ドイツでの賃貸において、最も大きなリスクの一つは「貸主や管理会社」です。残念ながら、すべての貸主が誠実であるとも業務遂行能力があるとも限りません。特に法人貸主の場合は、キャパシティー不足の問題が往々にして生じます。
当社では、過去のトラブル事例から、仲介を避けている貸主や管理会社の「ブラックリスト」のような基準を設けています。

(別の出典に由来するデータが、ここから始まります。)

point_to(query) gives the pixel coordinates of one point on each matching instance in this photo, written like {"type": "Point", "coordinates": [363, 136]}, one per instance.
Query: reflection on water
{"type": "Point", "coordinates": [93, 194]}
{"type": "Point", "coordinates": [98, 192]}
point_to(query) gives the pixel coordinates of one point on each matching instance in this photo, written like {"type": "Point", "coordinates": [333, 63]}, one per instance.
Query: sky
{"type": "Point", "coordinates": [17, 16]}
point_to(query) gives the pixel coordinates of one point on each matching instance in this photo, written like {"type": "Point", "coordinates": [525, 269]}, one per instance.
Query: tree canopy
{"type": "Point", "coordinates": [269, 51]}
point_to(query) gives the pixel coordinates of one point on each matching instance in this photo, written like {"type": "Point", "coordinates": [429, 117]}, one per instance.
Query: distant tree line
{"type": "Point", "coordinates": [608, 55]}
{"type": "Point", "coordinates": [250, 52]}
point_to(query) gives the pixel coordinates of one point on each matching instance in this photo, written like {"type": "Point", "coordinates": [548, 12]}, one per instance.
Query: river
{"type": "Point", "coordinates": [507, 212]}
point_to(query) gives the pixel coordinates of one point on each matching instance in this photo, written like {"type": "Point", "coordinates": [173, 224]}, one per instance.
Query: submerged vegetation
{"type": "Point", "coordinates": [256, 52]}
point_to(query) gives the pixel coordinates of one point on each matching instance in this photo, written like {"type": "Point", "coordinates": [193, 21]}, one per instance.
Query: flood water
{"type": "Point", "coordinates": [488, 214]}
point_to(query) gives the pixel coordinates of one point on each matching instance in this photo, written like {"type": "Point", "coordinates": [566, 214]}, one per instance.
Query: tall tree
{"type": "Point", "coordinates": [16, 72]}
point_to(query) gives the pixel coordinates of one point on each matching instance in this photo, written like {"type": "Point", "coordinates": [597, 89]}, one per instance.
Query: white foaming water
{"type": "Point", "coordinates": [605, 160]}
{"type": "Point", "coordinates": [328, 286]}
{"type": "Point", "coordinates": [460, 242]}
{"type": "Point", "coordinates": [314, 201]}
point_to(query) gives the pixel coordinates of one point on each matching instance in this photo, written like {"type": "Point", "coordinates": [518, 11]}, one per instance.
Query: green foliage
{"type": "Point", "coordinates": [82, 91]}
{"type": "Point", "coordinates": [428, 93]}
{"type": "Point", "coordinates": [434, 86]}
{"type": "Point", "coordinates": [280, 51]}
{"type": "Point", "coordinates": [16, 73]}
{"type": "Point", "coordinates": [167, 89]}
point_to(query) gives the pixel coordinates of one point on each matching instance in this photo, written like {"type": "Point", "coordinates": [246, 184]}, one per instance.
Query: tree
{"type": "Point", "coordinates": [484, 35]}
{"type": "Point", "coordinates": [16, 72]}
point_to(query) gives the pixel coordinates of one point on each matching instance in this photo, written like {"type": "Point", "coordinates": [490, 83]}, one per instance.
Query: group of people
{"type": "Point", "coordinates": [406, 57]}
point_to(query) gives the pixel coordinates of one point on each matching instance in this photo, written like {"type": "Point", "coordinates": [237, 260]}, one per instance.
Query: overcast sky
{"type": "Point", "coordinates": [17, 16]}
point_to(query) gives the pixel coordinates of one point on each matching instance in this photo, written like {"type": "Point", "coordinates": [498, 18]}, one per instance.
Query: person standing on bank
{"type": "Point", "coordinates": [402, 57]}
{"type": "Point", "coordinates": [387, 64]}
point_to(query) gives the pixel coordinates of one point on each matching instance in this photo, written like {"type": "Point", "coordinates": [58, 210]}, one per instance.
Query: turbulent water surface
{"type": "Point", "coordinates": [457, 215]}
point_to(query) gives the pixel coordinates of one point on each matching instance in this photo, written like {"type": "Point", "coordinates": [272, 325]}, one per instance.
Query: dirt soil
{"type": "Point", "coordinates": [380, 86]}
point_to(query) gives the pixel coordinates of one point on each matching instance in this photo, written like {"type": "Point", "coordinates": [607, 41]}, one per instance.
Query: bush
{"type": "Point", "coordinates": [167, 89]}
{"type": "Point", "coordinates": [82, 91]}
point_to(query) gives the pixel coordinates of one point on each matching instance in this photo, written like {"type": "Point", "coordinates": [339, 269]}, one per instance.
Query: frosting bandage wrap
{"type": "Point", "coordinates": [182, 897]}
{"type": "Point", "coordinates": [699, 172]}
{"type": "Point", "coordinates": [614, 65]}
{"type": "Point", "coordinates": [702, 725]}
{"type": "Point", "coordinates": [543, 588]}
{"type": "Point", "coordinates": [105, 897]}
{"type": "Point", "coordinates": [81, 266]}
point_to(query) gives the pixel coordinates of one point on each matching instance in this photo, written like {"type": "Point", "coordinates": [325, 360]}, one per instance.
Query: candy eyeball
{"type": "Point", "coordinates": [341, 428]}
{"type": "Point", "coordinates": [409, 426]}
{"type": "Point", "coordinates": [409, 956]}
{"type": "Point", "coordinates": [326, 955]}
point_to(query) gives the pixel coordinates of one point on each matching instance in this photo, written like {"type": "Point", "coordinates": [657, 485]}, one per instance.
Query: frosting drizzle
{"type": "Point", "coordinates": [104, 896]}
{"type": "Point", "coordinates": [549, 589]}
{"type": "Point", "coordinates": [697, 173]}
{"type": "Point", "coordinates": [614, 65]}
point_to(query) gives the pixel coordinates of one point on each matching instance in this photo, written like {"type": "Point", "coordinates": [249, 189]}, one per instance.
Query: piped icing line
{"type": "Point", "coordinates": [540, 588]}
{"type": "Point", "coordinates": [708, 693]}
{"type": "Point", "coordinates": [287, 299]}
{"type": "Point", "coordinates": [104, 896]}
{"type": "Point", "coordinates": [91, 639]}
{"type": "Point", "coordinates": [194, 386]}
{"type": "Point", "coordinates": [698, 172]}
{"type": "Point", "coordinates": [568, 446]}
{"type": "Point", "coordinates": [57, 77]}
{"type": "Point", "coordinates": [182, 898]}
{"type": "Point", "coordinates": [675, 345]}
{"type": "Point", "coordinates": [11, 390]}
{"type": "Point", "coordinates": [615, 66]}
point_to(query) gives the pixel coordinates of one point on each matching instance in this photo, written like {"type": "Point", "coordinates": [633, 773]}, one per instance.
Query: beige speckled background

もちろん、万が一トラブルが起きた際は、お客様の利益を守るため徹底して法的に闘いますが、最初からリスクを回避するに越したことはないからです。
ここでは、契約前に見抜くべき「避けるべき貸主」のサインと、実際に起こり得るトラブル事例を詳しく解説します。
1. 物件管理が杜撰(ずさん)なケース
建物全体の管理状態は、その後の生活の質に直結します。これは個人オーナーだけでなく、管理会社の質にも左右されます。
- 起こり得るトラブル: エレベーターが故障しても数週間放置される、共有部の破損がいつまでも修理されないなど、不便な生活を強いられます。
- 見抜くサイン: 内見の際、専有部だけでなく中庭やゴミ捨て場をチェックしてください。整理整頓が行き届いていない、ゴミが溢れている、掲示板が古い情報ばかりといった物件は、管理体制に問題がある可能性が高いです。
2. 「家賃の競り上げ」を要求してくるケース
「他にも申し込みが多いから、家賃を上乗せしてくれたら審査であなたを優先する」といった持ちかけは非常に危険です。
- 起こり得るトラブル: 本来、家賃は周辺相場(Mietspiegel)との整合性を考慮して設定されるべきものです。その場の交渉で法外に家賃を上げようとする貸主は、法律を軽視しているか、日本人を侮っている証拠です。
- 予見されるリスク: このような貸主は、退去時にも不当な補修費用を請求してくるなど、金銭トラブルに発展する確率が極めて高いと言えます。
3. 契約内容に無関心、または訂正に応じないケース
契約書の不備を指摘しても「直すつもりはない」「読みたくない」といった態度をとる貸主には注意が必要です。
- 起こり得るトラブル(キッチンの例): 例えば「キッチンは無償利用だが賃貸物ではない」という条項がある場合、通常は修理負担を明確にするため訂正を申し入れるべきです。しかし、契約にルーズな貸主は「細かいことはいいじゃないか」と流そうとします。
- その後の代償: 実際にオーブンや食洗機が故障すると、貸主は豹変します。契約書を盾に、高額な修理費用をすべて借り手側の負担として押し付けてくるのです。
4. 入居時は適当、退去時は厳格な「後出し」タイプ
内見時や引き渡し時の確認を疎かにし、退去時に牙を剥くタイプです。
- 起こり得るトラブル: 入居時に清掃が行き届いておらず、プロトコール(入居時記録)も用意しないような貸主に限って、退去時には「清掃が不十分だ」「壁を塗り直せ」と、借り手の費用で物件をリフォームしようと画策してきます。
- 自衛のポイント: 引き渡し時にプロトコールを作ろうとしない貸主、あるいは現状の不備を認めようとしない貸主との契約は、極めてハイリスクです。
おわりに
一般の方が内見や数回のメールのやり取りだけで「貸主の人間性」を見抜くのは非常に困難です。しかし、住宅難で借り手は「選んでいただく立場」であるとは言え、安易に借りられる物件に飛びつくことなく、慎重に将来のリスクを予見しながら物件を選びたいものです。
当社では、避けるべき貸主・管理会社の「ブラックリスト」のような基準を設けていますほか、これまでの膨大な取引経験から、お客様に申し込みの取り止めをご提案することもあります。もちろん、ご入居後にトラブルが起きてしまったときには、法律と慣習に基づいて闘いますが、未然に防げるに越したことはないからです。おかしいと思われる予兆には常に注意しております。